I’ll still complain, but you know how it goes. Par for course. Moving on…
So where was I? The tour itself, yes. I do see they’re playing places they don’t always go, and still going to places they regularly visit. In my head, it’s a good mix. Don’t tell me they’re not visiting your city, because you know what? I have to drive a minimum of three hours to see them anywhere they’re playing. If I fly, it’s still one hell of a long day for me. The airports nearest me are tiny, I have to pass farms along the way (and yes, I live in California!!), and they really don’t go anywhere meaningful. I’m saving my complaining for the the presales and the set lists. Welcome to my club. Suck it up, grab some snacks, get behind the wheel of your car and let’s go!
How many more?
Let’s recap what I was like when the tour was announced. I don’t even remember what day it was – Tuesday maybe?? Wednesday? It was my friend Lori who texted me bright and early that day – well before I’d had even ONE gulp of hot coffee – saying “Here we go!”
I groaned immediately. I didn’t even have to look at the rest of the texts coming through to know what this was all about. I’d been half-expecting it for weeks now. Isn’t that funny though, as much as I’m sure we all knew tour dates were imminent, there’s always that strange moment when they are announced where you just weren’t expecting it THAT day. Especially not in that moment as I was turning on the shower, getting ready to start the morning. And then? Well, as is typical, the day took a turn towards “completely unproductive”.
The reality for me is that I behave pretty much in the same, predictable pattern each time they announce even ONE show, much less twenty-six. At first, I feign almost a dismissive air. “oh, I’ll look when I have time. I can’t be bothered right now. They’ll keep.”
*sneaks glances at phone while making lunch for a 14 year old*
*looks at clock and realizes they should have left five minutes ago. DAMMIT DURAN DURAN!!! I DON’T HAVE TIME FOR THIS!
As I’m driving to school in dead silence – mainly because if I speak to a certain 14-year old before I gloriously drop her off in the school parking lot, I might be murdered. Always better to chat after school when she’s at least semi-human – I’m thinking about all the reasons I am not going to these shows. Let’s make a list!
- The dates are in summer. Are these friggin’ outdoor shows again? I hate those. My HAIR hates those!!
- Wait, do these dates fall during my cruise??(yes, I’m going on vacation with the family this summer. It’s one week, and we’re taking a cruise so that everyone, including mom, is happy for a damn change.)

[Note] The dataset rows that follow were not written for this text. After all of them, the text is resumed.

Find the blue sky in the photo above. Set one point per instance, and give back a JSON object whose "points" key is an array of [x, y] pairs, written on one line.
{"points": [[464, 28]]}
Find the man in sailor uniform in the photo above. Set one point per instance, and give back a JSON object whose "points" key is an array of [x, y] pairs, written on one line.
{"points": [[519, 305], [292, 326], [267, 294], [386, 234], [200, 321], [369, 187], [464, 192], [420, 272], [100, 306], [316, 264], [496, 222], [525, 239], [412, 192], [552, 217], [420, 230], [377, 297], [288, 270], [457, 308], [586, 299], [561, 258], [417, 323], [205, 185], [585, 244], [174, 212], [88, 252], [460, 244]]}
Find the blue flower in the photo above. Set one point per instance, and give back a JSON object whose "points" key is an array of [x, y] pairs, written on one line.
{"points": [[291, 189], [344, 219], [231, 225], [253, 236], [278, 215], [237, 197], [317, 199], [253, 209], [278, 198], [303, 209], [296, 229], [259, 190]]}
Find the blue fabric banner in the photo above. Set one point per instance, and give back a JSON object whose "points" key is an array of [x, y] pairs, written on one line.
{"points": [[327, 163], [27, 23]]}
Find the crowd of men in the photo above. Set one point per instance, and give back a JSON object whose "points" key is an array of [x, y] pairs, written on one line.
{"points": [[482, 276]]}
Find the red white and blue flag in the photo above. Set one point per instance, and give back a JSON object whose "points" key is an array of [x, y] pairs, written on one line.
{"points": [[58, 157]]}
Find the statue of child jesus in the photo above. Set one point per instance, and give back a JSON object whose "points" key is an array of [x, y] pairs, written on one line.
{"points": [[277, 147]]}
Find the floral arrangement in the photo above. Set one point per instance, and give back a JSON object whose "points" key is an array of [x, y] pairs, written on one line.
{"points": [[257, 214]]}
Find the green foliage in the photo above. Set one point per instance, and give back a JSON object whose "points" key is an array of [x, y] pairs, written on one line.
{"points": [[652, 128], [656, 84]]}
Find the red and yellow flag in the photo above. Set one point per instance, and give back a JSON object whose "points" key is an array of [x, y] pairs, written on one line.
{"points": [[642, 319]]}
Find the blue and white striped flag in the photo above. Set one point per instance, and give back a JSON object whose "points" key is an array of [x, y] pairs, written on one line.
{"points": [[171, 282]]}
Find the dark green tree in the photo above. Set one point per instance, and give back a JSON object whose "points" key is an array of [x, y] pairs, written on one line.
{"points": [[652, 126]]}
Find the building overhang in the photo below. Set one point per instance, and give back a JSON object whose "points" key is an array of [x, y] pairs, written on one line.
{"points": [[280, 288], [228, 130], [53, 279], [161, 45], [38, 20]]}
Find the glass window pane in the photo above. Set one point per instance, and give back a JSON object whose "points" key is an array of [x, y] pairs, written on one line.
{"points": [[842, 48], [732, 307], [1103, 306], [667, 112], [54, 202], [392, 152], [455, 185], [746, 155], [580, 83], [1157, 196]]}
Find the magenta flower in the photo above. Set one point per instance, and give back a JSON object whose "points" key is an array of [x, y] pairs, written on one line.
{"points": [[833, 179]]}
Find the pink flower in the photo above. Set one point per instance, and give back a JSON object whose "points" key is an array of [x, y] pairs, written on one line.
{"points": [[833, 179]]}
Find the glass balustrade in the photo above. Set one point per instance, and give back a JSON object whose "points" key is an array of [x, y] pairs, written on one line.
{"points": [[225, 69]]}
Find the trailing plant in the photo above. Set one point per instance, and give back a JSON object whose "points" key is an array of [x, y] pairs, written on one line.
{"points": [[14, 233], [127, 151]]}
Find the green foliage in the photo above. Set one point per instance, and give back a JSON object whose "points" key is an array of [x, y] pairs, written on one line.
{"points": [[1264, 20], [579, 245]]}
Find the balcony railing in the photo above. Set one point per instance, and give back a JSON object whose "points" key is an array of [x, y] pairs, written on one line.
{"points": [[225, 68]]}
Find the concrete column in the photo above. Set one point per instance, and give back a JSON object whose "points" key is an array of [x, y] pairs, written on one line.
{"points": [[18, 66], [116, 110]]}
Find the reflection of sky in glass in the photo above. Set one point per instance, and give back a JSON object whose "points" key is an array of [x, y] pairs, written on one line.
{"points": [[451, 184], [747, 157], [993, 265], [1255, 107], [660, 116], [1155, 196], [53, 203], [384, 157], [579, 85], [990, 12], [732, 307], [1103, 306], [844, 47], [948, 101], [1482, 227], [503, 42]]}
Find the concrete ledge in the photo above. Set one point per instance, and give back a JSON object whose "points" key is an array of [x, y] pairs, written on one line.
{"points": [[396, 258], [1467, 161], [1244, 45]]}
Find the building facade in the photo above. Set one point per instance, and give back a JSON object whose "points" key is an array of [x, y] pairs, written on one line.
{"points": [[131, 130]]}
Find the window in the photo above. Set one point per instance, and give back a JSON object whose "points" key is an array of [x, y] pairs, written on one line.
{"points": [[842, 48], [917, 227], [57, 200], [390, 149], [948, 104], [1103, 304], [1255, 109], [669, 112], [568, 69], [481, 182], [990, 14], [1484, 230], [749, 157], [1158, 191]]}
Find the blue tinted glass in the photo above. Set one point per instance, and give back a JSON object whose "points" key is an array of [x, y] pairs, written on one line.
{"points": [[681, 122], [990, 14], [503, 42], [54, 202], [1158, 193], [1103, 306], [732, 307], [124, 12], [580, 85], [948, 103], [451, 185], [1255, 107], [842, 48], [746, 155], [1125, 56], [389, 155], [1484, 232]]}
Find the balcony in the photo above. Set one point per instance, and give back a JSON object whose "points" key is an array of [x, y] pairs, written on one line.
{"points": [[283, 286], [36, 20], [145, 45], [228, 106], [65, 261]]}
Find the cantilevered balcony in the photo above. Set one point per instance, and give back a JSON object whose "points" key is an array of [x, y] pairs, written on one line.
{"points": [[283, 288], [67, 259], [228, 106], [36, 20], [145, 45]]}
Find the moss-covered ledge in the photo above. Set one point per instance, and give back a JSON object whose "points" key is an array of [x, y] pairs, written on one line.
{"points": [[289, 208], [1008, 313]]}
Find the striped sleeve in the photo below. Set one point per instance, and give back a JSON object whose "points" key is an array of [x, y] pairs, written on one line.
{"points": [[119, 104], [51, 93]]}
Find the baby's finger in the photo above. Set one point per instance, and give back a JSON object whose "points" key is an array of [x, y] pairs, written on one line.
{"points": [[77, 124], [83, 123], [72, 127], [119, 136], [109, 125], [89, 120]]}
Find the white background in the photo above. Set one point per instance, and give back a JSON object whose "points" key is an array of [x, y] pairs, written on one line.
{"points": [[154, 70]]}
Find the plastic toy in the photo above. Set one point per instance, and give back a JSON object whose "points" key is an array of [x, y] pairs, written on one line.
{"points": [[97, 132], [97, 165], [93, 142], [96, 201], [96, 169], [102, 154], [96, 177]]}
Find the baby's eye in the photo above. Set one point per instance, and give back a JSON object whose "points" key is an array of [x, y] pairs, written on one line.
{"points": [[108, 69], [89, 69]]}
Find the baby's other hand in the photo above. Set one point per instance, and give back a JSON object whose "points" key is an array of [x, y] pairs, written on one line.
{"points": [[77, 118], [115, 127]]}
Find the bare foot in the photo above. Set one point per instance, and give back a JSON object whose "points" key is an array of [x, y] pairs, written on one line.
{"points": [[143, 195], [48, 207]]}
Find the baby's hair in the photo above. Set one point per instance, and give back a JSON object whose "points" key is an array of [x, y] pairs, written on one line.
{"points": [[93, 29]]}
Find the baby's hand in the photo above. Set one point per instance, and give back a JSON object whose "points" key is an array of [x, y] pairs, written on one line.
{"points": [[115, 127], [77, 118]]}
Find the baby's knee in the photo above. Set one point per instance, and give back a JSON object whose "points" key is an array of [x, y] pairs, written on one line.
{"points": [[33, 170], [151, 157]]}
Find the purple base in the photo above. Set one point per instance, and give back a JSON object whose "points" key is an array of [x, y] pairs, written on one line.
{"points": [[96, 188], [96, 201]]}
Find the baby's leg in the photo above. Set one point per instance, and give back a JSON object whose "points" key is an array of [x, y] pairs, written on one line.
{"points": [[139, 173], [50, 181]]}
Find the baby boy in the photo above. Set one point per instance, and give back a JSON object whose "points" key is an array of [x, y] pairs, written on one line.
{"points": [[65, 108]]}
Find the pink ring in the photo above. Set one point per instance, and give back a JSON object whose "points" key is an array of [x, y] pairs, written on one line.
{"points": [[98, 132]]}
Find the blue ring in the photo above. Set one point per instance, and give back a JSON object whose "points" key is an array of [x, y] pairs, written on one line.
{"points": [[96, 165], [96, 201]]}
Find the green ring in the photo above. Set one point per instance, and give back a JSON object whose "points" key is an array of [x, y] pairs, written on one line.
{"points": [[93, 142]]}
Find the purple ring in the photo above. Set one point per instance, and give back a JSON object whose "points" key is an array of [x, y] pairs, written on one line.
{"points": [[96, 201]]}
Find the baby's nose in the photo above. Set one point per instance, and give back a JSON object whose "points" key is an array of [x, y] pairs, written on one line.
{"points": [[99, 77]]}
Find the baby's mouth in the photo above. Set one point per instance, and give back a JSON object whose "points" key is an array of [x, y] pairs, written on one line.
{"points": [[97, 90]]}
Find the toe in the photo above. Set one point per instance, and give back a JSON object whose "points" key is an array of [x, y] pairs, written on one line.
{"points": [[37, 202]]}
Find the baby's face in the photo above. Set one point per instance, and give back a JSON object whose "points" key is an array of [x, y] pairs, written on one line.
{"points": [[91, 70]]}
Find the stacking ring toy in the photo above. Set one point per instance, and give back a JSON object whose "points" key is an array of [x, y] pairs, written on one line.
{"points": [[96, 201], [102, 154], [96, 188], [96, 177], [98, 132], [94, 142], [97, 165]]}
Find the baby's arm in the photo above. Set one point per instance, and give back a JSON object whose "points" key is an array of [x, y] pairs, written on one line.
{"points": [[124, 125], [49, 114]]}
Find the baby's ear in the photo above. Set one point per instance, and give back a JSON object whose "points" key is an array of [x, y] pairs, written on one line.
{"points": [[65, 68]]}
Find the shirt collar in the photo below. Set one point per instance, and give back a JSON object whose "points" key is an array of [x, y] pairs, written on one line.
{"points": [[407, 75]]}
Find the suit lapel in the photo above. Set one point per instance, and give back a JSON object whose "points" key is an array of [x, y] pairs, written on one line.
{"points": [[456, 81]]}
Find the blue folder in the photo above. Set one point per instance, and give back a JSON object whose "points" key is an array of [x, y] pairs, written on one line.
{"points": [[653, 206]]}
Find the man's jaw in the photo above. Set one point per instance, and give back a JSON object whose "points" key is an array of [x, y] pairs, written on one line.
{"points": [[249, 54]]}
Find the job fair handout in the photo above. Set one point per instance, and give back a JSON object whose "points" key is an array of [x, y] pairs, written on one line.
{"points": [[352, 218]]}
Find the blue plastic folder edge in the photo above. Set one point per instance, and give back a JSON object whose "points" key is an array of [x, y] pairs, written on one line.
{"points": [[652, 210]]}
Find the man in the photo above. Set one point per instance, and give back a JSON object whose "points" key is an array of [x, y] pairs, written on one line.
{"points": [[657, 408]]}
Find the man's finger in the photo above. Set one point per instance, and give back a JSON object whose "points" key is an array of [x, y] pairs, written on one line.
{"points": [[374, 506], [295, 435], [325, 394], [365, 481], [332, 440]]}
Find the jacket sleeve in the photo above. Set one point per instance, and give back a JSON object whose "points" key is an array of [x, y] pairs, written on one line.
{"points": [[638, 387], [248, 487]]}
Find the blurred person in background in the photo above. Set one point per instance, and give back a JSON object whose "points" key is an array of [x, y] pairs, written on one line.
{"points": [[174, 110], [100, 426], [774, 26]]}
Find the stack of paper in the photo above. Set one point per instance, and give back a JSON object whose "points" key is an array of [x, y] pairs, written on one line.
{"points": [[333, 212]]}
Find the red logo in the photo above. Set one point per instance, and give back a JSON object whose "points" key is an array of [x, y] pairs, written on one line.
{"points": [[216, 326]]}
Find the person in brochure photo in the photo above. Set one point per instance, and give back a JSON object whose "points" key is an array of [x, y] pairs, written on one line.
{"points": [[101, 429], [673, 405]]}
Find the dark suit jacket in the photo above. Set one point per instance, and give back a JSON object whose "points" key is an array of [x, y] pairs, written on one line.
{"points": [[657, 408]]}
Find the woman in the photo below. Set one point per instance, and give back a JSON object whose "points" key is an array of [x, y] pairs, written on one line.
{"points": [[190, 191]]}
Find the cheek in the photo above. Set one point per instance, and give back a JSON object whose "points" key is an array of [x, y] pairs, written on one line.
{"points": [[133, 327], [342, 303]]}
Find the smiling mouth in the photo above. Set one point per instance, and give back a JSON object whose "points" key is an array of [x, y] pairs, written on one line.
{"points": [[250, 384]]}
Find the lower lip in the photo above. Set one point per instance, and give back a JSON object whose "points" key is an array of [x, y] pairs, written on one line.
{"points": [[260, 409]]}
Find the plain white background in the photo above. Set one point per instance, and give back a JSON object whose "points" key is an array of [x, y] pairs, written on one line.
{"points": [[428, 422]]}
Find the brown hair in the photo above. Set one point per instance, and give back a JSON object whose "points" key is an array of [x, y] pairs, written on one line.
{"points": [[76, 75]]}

- I swore I wouldn’t ever do a presale again for this stupid band and their damn dynamic pricing.
- Do I even really want to deal with all of this again? Really???
- I’m getting old for this. Shouldn’t I be past all of this dancing, singing, losing my voice and screaming for guit…I mean band members… by now? My bladder and liver are certainly over it!
- How much are these tickets even going to cost? It’s not whether or not I can afford them, it is the principle of it all. I swear, I’m just going to go to the UK instead and see other bands who happen to have gui…I mean band members I like.
- It’s going to be nuts now that they’re Hall of Famers, isn’t it? Whose idea was THAT?!?
So, my mind was busy. So was my phone. It kept buzzing, but I didn’t look. I was driving!!
In the back of my mind though, past all the other thoughts of not going, one thought continued to swirl in my head: Just how many more of these big tours can they really do?
Just for kicks..
Once I got home, I took a better look at the tour list.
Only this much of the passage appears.